According to the Axios report, which cites five Israeli officials, former U.S. Secretary of State and now “climate envoy” John Kerry pushed for the deal to happen and plans to be on hand for the signing next week in Dubai. 

Israel’s Energy Minister Karine Elharrar, Jordanian Water Minister Mohammed Al-Najjar and Sultan Ahmed Al Jaber, the UAE special envoy on climate change, are all expected to be present. 

It is becoming apparent that Israeli Prime Minister Naftali Bennett did well to repair the Jewish state’s relations with Jordan. A chasm had grown between the neighboring countries under former Prime Minister Benjamin Netanyahu despite a 25-year-old peace agreement between the two countries. 
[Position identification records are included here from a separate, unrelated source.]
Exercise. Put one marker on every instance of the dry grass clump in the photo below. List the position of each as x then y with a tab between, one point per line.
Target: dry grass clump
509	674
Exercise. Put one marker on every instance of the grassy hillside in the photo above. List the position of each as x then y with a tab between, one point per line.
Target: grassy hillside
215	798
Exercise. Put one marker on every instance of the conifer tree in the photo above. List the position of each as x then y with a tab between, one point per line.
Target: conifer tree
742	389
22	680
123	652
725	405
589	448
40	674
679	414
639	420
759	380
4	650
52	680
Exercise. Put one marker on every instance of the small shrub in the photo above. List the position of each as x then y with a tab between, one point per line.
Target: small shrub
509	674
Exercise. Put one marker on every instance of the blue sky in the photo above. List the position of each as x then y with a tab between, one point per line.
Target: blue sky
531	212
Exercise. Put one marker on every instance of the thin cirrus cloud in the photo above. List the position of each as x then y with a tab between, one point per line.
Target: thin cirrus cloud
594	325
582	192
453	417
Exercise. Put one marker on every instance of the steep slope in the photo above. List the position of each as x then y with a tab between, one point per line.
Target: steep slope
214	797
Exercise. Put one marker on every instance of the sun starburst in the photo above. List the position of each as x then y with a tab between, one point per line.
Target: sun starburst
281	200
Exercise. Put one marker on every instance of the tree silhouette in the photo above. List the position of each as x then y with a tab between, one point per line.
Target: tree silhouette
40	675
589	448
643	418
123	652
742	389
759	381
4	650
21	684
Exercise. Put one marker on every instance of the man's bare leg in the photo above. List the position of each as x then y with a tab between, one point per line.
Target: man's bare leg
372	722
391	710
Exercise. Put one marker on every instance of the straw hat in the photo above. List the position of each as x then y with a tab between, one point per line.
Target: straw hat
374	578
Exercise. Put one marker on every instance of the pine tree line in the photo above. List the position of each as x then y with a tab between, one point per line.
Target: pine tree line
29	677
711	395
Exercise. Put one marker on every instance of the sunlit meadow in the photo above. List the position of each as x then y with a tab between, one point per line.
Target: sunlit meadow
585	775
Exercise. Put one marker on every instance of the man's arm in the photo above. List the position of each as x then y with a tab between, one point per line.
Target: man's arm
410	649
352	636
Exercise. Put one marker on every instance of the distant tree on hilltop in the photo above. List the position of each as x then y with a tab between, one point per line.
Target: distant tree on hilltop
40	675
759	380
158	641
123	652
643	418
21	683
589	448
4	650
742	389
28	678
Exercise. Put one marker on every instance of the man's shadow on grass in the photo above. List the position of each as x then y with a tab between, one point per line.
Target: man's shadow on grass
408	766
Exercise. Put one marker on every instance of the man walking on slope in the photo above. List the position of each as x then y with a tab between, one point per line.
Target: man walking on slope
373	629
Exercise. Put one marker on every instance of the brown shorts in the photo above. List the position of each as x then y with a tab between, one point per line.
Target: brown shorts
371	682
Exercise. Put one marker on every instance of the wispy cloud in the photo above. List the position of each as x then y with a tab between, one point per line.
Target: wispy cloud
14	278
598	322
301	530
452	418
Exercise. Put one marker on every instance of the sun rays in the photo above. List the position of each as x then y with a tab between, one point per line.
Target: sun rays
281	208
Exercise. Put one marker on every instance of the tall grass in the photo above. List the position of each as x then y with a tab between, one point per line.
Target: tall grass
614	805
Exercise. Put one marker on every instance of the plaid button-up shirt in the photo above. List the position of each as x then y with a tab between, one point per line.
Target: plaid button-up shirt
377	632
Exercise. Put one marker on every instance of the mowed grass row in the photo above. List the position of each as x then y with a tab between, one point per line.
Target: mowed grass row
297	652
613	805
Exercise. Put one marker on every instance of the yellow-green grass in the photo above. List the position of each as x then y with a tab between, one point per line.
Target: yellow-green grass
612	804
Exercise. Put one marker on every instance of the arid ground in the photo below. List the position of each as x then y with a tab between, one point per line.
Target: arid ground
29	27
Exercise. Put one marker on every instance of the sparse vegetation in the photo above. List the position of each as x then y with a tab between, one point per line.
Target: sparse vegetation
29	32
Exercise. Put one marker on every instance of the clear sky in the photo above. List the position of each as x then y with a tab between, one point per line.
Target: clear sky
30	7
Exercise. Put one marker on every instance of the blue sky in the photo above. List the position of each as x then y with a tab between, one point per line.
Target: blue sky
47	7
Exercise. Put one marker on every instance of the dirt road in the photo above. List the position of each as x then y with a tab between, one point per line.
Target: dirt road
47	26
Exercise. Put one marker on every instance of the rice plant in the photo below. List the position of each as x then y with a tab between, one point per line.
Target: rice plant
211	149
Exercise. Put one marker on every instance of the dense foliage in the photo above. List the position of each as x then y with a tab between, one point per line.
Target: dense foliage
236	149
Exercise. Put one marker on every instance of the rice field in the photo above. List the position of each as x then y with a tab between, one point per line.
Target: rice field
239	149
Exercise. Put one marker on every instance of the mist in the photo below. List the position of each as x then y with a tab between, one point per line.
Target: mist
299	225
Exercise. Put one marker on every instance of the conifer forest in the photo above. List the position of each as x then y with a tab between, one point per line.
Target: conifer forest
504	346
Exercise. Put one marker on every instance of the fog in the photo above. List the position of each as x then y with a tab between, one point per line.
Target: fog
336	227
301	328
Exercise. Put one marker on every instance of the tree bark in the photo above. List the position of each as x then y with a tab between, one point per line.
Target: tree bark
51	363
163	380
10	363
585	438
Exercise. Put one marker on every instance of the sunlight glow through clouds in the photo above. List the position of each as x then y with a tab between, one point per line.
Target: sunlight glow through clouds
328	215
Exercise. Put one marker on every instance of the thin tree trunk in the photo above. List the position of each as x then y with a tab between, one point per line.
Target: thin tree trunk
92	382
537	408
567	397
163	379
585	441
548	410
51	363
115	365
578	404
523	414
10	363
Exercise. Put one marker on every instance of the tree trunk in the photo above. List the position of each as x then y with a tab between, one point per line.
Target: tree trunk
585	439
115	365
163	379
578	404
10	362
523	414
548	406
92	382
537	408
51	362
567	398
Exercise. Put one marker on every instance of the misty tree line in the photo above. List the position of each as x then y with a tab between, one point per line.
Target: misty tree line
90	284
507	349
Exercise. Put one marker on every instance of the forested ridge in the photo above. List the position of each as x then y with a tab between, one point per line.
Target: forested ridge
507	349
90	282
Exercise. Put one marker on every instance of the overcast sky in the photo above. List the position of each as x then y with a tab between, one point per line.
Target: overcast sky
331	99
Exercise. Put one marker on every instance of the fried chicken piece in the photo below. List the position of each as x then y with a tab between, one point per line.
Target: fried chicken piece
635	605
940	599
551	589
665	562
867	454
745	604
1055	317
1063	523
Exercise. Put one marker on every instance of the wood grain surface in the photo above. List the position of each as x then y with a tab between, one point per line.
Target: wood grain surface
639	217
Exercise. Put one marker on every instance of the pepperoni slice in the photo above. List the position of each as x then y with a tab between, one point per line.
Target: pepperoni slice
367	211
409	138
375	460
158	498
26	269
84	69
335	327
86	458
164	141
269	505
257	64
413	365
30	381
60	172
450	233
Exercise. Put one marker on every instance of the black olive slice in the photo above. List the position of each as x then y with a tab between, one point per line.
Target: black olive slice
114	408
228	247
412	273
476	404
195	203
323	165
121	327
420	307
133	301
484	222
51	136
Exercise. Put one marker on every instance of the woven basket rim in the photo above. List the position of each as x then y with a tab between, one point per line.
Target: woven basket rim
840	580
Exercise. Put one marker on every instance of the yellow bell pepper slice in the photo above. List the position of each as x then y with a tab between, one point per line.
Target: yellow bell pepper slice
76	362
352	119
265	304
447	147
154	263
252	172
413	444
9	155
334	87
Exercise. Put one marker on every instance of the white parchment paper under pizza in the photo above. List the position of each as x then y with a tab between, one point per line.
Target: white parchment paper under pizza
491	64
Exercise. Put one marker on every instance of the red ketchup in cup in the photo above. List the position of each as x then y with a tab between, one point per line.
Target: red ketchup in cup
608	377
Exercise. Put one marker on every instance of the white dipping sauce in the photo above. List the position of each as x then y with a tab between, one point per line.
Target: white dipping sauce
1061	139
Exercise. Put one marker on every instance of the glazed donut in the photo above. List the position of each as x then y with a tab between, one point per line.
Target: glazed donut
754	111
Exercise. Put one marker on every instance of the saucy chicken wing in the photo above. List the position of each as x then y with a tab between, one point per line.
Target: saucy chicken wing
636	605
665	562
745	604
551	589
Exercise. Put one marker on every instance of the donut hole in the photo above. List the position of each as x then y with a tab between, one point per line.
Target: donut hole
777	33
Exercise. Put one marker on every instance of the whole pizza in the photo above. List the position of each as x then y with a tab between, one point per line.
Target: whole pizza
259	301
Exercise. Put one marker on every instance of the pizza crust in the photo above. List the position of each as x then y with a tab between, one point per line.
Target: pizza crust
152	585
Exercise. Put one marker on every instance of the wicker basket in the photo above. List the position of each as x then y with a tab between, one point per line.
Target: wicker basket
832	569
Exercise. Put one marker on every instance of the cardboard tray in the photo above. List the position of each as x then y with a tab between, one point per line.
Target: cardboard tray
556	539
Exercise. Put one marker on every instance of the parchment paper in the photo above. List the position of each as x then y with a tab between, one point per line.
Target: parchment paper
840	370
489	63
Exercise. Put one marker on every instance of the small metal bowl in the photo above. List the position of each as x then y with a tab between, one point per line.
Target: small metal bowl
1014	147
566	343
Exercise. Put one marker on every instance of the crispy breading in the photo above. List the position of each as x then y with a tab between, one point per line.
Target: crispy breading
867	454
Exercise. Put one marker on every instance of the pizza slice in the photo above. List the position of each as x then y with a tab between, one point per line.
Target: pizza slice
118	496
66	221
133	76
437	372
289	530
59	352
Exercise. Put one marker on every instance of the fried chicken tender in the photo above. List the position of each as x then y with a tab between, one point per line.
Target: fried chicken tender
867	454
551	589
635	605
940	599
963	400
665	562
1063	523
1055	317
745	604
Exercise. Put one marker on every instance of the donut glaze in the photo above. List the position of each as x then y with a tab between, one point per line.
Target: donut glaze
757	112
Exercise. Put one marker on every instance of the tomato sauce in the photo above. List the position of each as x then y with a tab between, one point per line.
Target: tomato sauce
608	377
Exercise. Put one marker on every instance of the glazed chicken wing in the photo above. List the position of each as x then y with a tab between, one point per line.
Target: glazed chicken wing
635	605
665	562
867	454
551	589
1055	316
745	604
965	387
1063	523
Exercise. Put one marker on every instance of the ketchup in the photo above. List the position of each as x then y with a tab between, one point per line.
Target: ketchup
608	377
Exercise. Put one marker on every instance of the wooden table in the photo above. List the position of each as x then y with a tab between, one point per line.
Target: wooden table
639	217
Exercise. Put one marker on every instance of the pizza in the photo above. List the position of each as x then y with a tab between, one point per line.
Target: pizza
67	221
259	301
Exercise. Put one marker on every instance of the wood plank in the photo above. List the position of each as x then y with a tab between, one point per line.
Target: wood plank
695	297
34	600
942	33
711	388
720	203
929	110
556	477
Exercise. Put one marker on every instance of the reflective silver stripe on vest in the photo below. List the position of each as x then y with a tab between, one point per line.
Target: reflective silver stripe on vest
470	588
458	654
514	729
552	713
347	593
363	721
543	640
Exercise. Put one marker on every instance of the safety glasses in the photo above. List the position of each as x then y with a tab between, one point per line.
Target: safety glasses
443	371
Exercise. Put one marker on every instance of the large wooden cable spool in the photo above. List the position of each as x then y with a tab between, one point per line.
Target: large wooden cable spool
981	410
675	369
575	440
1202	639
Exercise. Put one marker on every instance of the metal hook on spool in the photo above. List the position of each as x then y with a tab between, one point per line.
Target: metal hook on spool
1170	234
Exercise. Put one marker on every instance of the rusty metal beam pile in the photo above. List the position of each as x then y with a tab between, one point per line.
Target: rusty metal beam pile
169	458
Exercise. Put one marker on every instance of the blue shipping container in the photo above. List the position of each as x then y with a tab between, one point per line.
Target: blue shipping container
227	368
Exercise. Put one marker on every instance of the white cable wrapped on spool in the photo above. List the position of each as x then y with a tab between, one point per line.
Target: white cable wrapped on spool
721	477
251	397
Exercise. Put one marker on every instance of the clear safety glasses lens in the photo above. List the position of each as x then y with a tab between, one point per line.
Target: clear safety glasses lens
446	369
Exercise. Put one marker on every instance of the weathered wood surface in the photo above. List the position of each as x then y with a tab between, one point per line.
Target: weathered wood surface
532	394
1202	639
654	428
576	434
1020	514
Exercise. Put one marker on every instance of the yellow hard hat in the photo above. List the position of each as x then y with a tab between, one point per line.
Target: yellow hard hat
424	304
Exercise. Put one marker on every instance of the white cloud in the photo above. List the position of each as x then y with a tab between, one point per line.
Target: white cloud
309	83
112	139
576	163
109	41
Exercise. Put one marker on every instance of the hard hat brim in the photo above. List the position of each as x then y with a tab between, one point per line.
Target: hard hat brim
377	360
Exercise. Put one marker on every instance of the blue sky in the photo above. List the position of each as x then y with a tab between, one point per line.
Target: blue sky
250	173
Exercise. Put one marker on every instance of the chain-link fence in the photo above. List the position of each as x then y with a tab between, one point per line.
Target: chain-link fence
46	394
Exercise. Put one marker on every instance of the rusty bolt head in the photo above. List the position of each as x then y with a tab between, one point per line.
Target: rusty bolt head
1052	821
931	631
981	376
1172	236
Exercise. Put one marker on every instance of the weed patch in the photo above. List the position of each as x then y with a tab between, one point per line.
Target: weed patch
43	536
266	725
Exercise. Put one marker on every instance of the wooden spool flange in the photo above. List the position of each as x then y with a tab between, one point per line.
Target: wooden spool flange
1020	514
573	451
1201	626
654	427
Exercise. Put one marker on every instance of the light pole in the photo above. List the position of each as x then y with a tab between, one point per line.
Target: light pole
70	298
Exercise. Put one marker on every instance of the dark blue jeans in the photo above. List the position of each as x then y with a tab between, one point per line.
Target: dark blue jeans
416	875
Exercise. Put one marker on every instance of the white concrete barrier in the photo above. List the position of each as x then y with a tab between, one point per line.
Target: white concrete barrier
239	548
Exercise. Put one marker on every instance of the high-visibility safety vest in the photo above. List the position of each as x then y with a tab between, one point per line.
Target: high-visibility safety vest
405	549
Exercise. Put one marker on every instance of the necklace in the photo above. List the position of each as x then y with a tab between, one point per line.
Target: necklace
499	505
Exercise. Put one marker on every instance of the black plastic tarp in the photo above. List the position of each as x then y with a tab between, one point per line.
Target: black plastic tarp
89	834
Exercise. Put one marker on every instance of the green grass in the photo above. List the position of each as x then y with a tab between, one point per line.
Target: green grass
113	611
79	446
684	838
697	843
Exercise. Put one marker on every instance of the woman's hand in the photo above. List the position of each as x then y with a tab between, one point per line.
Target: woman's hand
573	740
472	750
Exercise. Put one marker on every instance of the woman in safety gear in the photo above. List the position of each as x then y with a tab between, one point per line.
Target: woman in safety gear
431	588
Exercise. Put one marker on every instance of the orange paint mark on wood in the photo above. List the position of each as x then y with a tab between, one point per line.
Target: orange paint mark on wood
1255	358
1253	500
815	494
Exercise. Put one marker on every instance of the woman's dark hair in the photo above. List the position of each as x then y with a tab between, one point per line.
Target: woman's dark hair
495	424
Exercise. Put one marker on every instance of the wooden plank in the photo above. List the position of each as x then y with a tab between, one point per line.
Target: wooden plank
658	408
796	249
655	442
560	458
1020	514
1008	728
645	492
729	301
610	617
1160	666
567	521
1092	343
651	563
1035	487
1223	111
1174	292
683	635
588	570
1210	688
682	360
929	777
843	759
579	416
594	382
In July, Bennett met with King Abdullah in secret at his palace in Amman, the first time the countries’ leaders met in more than three years. Bennett’s meeting with Abdullah was preceded by visits to Amman by both Defense Minister Benny Gantz and Foreign Minister Yair Lapid who paved the way in repairing the national breach. 

The Abraham Accords, first signed between Israel the UAE and Bahrain in September 2020, served to widen the circle of peace between Israel and now six Muslim nations causing a shift in Middle Eastern alliances and creating lucrative opportunities for economic cooperation between these countries.